When he was concerned, he would worry his fingers into his palms or abstractedly fondle something he held in his hands. When he touched a woman, any woman, he really touched her. He was never half-involved when he held a woman in his arms. If a scene called for him to put an arm around her, it was almost always around her waist, and he held a firm grip. If the scene required him to take a woman into his embrace, he began by pulling her to him with both hands, tightly grasping her shoulder bones right at the top. It always looked as if that hold he had on his leading lady meant everything in the world to him.
If the script told him to follow that with an embrace, he did so by running his hands over her back with frantic vehemence, as if he would never stop. When the kiss came next -- and depending on when during the different stages of the morality code that kiss was executed -- he gave it an intensity of passion that, without any explicit overtones, told the viewer exactly what he had in mind. His lips met hers and, for those brief seconds, he made love to his leading lady.
Robert Taylor sat in a chair with executed nonchalance. His physical ease was as studied as his moments of hard tension. He moved with a wiryness that showed he had agility and purpose. And few people in his business have ever -- before or after him -- sat a horse with as much aplomb and skill. When Taylor was seen on a horse, the reality that he knew exactly what he was doing was never in question. He looked as if he were born to ride (he did a lot of riding as a child and young man).
His voice could make or break just a few words. He used its tonal qualities sparingly, which punctuated its impact all the more. During his early years, his laugh was free, contagious, and plentiful, like a boy who was delighted with life and couldn't control his elation. As he aged, his laugh became rarer, happening only when it was specifically called for, and then only when Taylor was ready to laugh.
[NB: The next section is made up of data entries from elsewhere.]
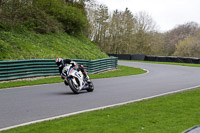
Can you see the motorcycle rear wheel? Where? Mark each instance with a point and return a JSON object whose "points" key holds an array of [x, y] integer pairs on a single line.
{"points": [[91, 87], [73, 87]]}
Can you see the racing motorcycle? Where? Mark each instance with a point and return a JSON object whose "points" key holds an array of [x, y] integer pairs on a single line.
{"points": [[75, 80]]}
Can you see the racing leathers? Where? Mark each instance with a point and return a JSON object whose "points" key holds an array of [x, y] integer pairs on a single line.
{"points": [[66, 62]]}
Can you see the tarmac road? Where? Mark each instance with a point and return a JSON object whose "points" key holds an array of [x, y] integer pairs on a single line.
{"points": [[25, 104]]}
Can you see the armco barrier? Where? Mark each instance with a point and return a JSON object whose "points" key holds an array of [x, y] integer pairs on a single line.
{"points": [[142, 57], [10, 70]]}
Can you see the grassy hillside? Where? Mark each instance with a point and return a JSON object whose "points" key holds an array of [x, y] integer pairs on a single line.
{"points": [[29, 45]]}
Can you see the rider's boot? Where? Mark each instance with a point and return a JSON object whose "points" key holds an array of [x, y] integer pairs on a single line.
{"points": [[66, 83], [86, 77]]}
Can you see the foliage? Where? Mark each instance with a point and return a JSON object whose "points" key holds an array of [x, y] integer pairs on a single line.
{"points": [[121, 31], [43, 16], [28, 45], [73, 19], [189, 47]]}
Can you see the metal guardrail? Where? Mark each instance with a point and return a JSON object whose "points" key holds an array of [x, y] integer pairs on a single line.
{"points": [[143, 57], [10, 70]]}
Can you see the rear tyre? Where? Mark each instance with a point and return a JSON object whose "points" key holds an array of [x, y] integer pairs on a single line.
{"points": [[91, 87], [73, 87]]}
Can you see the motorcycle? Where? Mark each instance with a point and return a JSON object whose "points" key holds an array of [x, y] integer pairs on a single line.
{"points": [[75, 80]]}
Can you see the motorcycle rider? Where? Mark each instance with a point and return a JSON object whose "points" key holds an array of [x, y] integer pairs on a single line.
{"points": [[61, 63]]}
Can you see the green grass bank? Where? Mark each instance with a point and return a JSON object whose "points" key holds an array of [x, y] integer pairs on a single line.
{"points": [[16, 45]]}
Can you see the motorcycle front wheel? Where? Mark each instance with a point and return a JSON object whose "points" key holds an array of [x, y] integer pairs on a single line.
{"points": [[73, 87], [91, 87]]}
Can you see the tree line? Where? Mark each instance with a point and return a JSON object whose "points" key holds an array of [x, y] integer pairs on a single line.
{"points": [[44, 16], [122, 32]]}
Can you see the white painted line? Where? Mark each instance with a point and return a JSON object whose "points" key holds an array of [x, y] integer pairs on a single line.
{"points": [[99, 108]]}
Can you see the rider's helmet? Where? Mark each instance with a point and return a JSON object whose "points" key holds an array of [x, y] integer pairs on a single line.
{"points": [[59, 61], [73, 63]]}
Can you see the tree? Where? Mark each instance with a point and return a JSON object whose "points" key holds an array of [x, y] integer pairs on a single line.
{"points": [[179, 33], [189, 47]]}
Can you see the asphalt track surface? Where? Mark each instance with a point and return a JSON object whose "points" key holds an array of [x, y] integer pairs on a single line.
{"points": [[25, 104]]}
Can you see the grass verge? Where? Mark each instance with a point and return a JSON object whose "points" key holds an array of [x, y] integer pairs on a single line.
{"points": [[168, 114], [168, 63], [122, 71]]}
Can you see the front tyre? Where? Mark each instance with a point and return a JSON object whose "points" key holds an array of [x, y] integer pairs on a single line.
{"points": [[91, 87], [73, 87]]}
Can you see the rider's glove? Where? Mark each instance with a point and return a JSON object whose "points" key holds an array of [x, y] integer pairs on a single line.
{"points": [[62, 76]]}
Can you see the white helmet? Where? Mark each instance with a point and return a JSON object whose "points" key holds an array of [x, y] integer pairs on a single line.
{"points": [[59, 61]]}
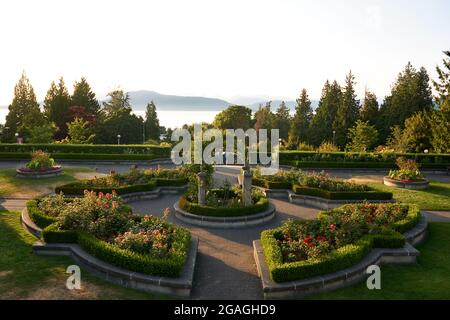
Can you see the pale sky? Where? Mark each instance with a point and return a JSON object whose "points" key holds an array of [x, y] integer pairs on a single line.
{"points": [[224, 49]]}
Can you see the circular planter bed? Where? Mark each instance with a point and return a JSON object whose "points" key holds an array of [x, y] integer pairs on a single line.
{"points": [[39, 174], [406, 184], [225, 222]]}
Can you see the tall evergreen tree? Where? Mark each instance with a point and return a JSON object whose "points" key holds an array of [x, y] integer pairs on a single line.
{"points": [[151, 124], [24, 112], [264, 117], [443, 86], [322, 122], [83, 96], [410, 94], [117, 119], [283, 118], [56, 107], [369, 109], [347, 113], [298, 131]]}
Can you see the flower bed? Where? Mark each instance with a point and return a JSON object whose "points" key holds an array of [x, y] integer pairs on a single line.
{"points": [[107, 229], [319, 185], [337, 239], [41, 165], [408, 176], [220, 205], [133, 181]]}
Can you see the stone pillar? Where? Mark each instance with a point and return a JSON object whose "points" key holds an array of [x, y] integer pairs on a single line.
{"points": [[247, 187], [201, 188]]}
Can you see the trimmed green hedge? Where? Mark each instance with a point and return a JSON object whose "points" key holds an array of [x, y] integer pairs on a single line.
{"points": [[85, 156], [132, 149], [271, 184], [194, 208], [171, 266], [78, 187], [362, 157], [342, 195], [39, 218], [340, 258]]}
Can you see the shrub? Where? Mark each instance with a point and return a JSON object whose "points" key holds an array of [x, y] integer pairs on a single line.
{"points": [[109, 231], [40, 161], [337, 239], [409, 170]]}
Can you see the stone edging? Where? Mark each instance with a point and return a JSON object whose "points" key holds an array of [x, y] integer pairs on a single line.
{"points": [[145, 195], [342, 278], [316, 202], [38, 174], [181, 286], [411, 185], [225, 222]]}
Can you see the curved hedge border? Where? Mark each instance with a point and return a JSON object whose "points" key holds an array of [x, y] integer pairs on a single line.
{"points": [[321, 193], [86, 149], [194, 208], [342, 195], [77, 188], [167, 267], [340, 258]]}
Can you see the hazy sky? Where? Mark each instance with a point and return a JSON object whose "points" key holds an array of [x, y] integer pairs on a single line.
{"points": [[224, 49]]}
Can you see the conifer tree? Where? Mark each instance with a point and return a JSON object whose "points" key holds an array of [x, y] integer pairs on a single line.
{"points": [[24, 112], [347, 113], [298, 131], [151, 123], [56, 107], [369, 109], [322, 122], [282, 119], [83, 96]]}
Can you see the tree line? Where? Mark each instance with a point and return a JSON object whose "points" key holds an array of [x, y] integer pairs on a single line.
{"points": [[78, 117], [409, 119]]}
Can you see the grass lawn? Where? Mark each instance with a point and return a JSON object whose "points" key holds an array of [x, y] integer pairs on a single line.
{"points": [[429, 279], [11, 186], [24, 275], [436, 197]]}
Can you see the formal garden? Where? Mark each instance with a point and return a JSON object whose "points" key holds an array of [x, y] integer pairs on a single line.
{"points": [[93, 219]]}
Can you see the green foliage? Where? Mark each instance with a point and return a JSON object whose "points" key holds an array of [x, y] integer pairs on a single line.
{"points": [[260, 206], [411, 93], [338, 239], [40, 160], [43, 133], [282, 120], [362, 137], [56, 107], [83, 96], [234, 117], [24, 112], [301, 121], [151, 124], [347, 113], [79, 132], [409, 170], [321, 128], [369, 110]]}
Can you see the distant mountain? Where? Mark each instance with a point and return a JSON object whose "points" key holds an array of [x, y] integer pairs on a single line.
{"points": [[139, 100], [276, 103]]}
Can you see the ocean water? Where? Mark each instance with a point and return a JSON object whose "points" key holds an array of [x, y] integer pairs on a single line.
{"points": [[167, 118]]}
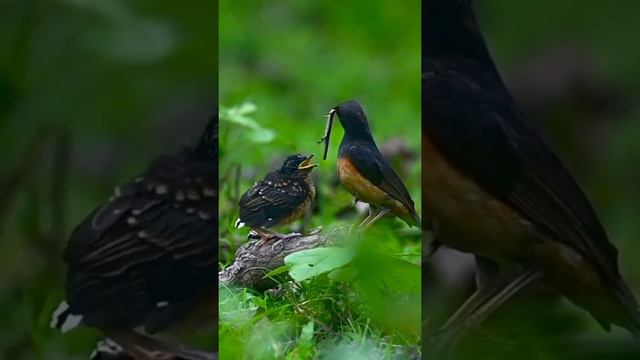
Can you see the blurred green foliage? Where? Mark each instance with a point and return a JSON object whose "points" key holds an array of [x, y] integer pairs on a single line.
{"points": [[90, 92], [283, 66]]}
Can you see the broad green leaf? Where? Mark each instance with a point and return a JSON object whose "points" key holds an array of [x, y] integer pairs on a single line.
{"points": [[241, 115], [277, 271], [309, 263]]}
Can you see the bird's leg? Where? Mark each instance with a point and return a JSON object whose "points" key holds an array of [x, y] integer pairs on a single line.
{"points": [[477, 308], [374, 215], [267, 235], [366, 220], [142, 347], [487, 282]]}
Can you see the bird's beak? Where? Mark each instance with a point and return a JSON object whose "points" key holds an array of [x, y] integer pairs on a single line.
{"points": [[327, 133], [306, 164]]}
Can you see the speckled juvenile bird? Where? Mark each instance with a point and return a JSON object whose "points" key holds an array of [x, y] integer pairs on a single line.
{"points": [[147, 259], [280, 198]]}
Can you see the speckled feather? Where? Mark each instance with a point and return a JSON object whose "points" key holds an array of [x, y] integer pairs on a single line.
{"points": [[276, 200], [130, 259]]}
Taylor had a smile that could light up the darkest scene . . . and which was often used for that exact purpose. Again, he seemed to wear a perpetual smile in his earlier days, and his face thanked him by showing its ease and openness. However, somewhere around his early forties through to his death, he held tight rein over his smile. It came at brief, unexpected intervals and broke through the gloom when it seemed that nothing else could.
That sarcastic half-smile, however, was seen in abundance. This didn't necessarily mean that he was smiling for happiness' sake, but more because he was aware of the irony of his situation. He was a star, a legend within his time period . . . and no one ever understood how it happened. Especially him. Was it only because he was so handsome? Had that alone held him on top of the heap all those years? Or was it, as some intimated, because he was so easy-going and never gave his employers, or his public, anything to get angry about? Or was it because he was such an Average Joe -- albeit with a not-so-average face -- whom most everyone, male as well as female, could find appealing . . . each in a different way?
From almost the beginning, when he first entered MGM studios as a beginner straight out of college and due to the insightful eyes of a MGM talent scout, Robert Taylor was, as Chad Everett has stated, "a star."
He was never not a star. Everett, as well as many others, have speculated that if he were alive today, he might still be acting, but he'd definitely still be a star. He had the face, he had the body . . . and he had the ability.
Robert Taylor had what it takes to survive. His track record proves that. Despite his death over 35 years ago, he is still, through the wonder of his celluloid legacy, surviving strongly. If his critics throughout the years he lived had taken the time to review his acting as opposed to either drooling -- the females -- or turning green -- the envious males -- they would've recognized a more-than-competent actor who gave his work his all and then some.
They would've recognized his enduring star power.